Want to give traumatized or hospitalized children something secure and soft to cuddle? Check out Project Linus, which provides handmade quilts and blankets to children in need across the country.
Since its founding in 1995, Project Linus has delivered well over 6 million handmade quilts and blankets to children in need. Because it works through local chapters, with chapters in all 50 states, the blankets and quilts that you make are guaranteed to go to children in your area.
The benefit to working with an organization like Project Linus, rather than contacting hospitals and agencies yourself, is that they’ve already made all of the connections for you. They’ve already reached out to the always-busy organizations in each chapter’s area, and they know not only what size and kind of quilts and blankets would be most appreciated by the children served, but also the very important requirements for a donation to even be accepted in each place (organic cotton isn’t required, but would be a great choice!). The donations to my closest Project Linus chapter are given to youth centers, schools, adoption centers, homeless shelters, and CASA. The organizations served by your local chapter will likely be different, but will all be local to you.

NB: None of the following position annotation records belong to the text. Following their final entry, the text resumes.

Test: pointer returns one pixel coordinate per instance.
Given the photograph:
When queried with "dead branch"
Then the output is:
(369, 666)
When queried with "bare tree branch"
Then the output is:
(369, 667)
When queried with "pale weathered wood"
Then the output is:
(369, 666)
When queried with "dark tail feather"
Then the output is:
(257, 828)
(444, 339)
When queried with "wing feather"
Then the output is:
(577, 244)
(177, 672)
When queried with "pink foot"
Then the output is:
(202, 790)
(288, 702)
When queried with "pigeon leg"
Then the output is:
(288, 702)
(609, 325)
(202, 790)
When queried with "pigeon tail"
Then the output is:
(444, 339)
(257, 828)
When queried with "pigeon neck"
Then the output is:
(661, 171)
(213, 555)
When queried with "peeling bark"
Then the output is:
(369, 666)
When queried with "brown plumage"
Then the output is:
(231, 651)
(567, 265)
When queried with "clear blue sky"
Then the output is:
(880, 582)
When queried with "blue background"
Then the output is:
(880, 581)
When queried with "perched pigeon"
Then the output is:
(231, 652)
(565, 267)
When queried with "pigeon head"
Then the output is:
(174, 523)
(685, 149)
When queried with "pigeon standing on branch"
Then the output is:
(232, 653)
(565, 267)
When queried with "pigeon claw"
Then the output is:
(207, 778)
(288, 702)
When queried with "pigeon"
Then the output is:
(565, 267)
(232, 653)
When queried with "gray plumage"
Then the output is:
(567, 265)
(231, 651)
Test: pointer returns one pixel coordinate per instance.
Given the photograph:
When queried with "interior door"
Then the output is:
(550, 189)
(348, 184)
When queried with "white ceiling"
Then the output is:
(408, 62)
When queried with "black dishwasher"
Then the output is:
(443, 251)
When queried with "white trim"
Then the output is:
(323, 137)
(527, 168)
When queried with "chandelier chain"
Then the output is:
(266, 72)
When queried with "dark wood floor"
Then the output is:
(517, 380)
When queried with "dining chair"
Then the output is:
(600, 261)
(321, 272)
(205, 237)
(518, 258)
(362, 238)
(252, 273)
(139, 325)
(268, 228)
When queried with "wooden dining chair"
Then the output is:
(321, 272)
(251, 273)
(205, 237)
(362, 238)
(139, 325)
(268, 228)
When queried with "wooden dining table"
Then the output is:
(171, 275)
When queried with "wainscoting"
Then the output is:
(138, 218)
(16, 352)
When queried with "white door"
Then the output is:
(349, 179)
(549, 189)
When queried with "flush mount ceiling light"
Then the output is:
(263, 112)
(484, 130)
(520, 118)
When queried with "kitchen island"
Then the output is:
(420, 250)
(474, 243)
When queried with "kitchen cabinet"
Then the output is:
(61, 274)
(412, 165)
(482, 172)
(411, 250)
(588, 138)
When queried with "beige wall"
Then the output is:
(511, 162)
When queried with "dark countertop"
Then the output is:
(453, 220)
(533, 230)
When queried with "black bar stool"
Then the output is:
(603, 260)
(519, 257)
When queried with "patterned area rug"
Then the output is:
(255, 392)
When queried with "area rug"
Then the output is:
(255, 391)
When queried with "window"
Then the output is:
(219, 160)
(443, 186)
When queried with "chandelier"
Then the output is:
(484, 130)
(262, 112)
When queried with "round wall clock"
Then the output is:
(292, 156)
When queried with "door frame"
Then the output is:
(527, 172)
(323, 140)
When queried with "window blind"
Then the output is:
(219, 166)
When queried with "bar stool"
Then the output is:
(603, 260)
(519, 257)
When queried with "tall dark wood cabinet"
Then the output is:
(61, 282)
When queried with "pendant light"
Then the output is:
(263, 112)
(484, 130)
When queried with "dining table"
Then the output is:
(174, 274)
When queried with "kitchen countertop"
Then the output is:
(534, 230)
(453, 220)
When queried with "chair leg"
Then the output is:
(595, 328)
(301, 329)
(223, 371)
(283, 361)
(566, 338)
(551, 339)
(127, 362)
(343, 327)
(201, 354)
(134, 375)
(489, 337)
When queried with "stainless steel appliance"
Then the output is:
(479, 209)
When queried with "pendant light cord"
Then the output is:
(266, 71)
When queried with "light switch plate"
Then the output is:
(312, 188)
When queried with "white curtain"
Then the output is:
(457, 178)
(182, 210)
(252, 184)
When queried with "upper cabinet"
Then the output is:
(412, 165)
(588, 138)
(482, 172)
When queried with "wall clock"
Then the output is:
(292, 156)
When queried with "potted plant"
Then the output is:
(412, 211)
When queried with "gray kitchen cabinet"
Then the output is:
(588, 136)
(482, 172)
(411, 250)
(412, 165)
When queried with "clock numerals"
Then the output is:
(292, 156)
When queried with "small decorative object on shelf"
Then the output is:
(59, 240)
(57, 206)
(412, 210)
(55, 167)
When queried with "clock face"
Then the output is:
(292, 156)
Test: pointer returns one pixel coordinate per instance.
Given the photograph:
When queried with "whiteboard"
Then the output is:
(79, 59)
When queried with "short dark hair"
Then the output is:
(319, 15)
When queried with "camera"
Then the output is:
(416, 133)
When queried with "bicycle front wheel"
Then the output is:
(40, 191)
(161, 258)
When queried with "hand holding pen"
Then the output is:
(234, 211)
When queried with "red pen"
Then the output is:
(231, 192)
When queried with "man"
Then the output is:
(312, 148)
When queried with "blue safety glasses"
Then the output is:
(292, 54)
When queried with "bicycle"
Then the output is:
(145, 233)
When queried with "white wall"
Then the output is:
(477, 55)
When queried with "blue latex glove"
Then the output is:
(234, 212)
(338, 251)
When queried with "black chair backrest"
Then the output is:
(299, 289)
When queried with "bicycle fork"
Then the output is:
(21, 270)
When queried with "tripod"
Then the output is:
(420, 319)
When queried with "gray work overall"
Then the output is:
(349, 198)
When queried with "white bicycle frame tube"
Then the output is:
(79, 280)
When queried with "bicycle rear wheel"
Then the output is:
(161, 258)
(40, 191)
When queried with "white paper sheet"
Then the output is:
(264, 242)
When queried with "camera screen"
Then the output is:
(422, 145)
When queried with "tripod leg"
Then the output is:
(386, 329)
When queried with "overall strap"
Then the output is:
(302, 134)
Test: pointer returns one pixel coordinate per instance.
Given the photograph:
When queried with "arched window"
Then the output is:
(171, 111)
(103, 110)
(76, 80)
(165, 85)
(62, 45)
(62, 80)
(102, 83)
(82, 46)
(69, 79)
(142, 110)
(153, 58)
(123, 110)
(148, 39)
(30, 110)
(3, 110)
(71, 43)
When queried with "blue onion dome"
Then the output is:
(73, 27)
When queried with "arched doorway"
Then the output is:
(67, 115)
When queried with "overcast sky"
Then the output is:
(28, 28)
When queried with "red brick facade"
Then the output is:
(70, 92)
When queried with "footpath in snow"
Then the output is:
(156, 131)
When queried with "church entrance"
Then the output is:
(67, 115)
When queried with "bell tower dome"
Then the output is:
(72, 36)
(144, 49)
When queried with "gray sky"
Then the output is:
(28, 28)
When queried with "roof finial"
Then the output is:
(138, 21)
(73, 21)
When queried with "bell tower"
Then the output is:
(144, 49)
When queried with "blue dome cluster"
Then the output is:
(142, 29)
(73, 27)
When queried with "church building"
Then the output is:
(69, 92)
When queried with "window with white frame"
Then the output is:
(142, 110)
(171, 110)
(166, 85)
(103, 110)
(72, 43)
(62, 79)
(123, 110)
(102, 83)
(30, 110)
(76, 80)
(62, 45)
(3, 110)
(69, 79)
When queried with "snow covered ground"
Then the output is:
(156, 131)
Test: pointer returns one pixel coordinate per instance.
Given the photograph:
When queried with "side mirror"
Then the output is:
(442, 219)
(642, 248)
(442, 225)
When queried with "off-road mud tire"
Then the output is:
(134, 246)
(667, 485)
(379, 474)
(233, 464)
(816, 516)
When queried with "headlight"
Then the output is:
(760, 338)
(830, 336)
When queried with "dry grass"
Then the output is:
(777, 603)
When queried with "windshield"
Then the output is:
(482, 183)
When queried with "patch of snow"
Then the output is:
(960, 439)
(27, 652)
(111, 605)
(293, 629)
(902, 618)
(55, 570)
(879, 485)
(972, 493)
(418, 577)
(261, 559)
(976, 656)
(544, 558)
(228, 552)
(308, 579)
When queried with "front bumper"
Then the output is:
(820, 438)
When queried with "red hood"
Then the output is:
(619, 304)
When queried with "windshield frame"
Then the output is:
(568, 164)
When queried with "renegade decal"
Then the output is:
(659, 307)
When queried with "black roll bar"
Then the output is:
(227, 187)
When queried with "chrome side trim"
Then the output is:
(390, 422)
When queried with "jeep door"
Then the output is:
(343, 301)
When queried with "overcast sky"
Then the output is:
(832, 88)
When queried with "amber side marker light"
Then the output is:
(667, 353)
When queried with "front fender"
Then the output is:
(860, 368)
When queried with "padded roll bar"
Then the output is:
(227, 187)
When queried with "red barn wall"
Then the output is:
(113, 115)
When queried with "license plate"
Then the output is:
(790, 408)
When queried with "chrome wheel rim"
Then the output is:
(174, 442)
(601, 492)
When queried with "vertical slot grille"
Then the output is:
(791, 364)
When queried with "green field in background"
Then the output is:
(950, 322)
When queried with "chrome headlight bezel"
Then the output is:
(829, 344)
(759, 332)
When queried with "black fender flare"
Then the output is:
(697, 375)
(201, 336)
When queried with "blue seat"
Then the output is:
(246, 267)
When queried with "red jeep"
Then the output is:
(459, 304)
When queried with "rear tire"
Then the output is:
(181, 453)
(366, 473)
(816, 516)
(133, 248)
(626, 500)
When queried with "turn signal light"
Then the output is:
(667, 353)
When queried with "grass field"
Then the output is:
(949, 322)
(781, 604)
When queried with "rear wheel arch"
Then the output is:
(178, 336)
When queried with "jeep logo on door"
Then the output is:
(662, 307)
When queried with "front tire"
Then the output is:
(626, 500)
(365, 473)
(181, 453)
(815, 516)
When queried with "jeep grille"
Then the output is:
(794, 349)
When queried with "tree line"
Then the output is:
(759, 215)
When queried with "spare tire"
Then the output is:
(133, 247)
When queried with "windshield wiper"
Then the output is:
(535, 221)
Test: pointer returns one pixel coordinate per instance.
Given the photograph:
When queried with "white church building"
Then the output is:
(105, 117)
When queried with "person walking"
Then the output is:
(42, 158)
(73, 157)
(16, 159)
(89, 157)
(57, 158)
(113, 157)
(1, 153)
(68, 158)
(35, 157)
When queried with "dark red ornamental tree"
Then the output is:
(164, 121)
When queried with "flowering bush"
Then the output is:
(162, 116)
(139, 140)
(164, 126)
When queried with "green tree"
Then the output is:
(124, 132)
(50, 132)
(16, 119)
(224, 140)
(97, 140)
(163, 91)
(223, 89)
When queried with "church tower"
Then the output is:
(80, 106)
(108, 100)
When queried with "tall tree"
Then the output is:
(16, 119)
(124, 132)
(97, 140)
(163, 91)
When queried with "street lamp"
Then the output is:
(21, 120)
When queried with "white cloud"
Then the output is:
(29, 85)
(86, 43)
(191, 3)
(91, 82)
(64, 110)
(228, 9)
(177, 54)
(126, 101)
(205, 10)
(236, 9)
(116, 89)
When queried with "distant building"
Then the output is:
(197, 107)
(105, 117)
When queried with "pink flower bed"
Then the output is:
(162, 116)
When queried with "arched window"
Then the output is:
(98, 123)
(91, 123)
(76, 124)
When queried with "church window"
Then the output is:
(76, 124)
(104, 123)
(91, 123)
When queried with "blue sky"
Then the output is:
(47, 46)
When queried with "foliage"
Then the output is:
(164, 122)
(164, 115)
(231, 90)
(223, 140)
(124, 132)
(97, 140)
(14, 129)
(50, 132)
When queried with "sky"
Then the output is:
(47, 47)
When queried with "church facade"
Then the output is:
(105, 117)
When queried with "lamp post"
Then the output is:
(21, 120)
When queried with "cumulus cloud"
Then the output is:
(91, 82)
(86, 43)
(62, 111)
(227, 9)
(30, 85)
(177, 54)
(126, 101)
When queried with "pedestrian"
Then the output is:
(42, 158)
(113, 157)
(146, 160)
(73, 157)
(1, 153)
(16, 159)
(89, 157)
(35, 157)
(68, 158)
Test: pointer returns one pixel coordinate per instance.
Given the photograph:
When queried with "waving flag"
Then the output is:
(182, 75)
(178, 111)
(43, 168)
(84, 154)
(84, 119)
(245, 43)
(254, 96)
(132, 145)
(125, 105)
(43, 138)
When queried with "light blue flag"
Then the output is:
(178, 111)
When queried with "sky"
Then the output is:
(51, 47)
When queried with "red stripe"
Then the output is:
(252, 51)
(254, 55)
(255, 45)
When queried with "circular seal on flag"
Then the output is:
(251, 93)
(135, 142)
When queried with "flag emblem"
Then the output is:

Project Linus also has a large collection of patterns that organizations accept and that kids love. When we make handmade items to donate, my favorite practice is to make duplicates–one for my own kids (or to save as a baby gift), and one to donate. Another fun way to include kids is to have them help you make an item to donate to someone just their age. My kids STILL talk about the time that they helped me make sundresses in their exact sizes to donate to a dress drive for Haiti. Although most Project Linus quilts and blankets are sewn, knitted, or crocheted, they do have patterns for no-sew fleece blankets that children could make with help and supervision.